Final answer:
The decomposition of mercury(II) oxide is a chemically spontaneous process above 500°C as observed by the color change from red to silver. To determine the spontaneity at standard conditions, thermodynamic calculations involving the free energy change are needed. However, due to toxicity, mercury compounds are unsuitable as thruster fuels for space vehicles.
Step-by-step explanation:
The decomposition of red mercury(II) oxide (HgO) under standard state conditions is a reaction that can be analyzed by using thermodynamics to determine if it is spontaneous. Part (a) of your question requires considering the free energy change (ΔG°) under standard conditions.
A spontaneous reaction occurs when ΔG° is negative. For part (b), one must use the Gibbs free energy equation ΔG° = ΔH° - TΔS° and determine the temperature at which the sign of ΔG° becomes negative.
Mercury(II) oxide decomposes into liquid mercury and oxygen gas when heated. To evaluate if the reaction is spontaneous above a certain temperature, we would refer to standard free energies of formation and calculate the ΔG°.
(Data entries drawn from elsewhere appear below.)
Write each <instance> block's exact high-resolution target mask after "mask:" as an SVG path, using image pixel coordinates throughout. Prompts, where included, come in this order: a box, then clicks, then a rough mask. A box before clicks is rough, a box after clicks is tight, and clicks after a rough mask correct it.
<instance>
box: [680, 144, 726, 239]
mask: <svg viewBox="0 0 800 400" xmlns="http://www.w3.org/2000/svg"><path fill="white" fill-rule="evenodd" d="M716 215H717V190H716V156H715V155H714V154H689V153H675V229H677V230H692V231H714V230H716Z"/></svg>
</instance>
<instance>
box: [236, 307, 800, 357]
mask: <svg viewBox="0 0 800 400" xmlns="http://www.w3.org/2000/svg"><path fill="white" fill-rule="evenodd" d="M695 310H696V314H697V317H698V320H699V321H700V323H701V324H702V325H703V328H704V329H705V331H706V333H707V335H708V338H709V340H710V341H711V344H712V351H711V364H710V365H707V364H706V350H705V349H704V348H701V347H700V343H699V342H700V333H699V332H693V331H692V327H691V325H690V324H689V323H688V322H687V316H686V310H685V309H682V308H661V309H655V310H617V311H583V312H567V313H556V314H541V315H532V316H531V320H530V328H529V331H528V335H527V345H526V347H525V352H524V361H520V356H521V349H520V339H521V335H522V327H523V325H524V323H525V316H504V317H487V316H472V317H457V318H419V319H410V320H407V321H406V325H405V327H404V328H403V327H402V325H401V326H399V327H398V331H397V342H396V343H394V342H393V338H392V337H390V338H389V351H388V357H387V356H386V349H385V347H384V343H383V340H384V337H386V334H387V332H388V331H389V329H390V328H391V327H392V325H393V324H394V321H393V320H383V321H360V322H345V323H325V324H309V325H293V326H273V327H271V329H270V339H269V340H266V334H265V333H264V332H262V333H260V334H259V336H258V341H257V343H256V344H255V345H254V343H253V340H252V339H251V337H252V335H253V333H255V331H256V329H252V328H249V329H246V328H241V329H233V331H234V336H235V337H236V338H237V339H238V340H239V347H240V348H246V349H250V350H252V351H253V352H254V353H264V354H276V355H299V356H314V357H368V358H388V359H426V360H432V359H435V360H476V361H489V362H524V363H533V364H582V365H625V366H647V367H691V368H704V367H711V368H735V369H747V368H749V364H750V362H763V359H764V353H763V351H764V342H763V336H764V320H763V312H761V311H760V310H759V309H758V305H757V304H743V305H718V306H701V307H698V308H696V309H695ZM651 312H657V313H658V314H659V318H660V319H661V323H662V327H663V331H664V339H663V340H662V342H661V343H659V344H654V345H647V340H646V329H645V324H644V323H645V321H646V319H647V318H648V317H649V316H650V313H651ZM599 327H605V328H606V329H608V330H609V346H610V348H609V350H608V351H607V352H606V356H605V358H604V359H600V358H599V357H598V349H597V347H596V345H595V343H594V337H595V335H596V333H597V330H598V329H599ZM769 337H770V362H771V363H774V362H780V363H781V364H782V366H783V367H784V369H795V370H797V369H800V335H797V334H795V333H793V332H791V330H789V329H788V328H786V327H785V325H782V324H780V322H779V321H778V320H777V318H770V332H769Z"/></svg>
Mercury(II) oxide is noted to decompose spontaneously above 500°C, with the observable red-to-silver color change indicating the reaction's progress.
In the context of space vehicle control thrusters, an ideal fuel requires spontaneity and exothermicity upon catalysis. While mercury compounds commonly decompose upon heating, their toxicity makes them less ideal for such applications. Care must be taken in their synthesis and application due to the hazardous nature of mercury compounds.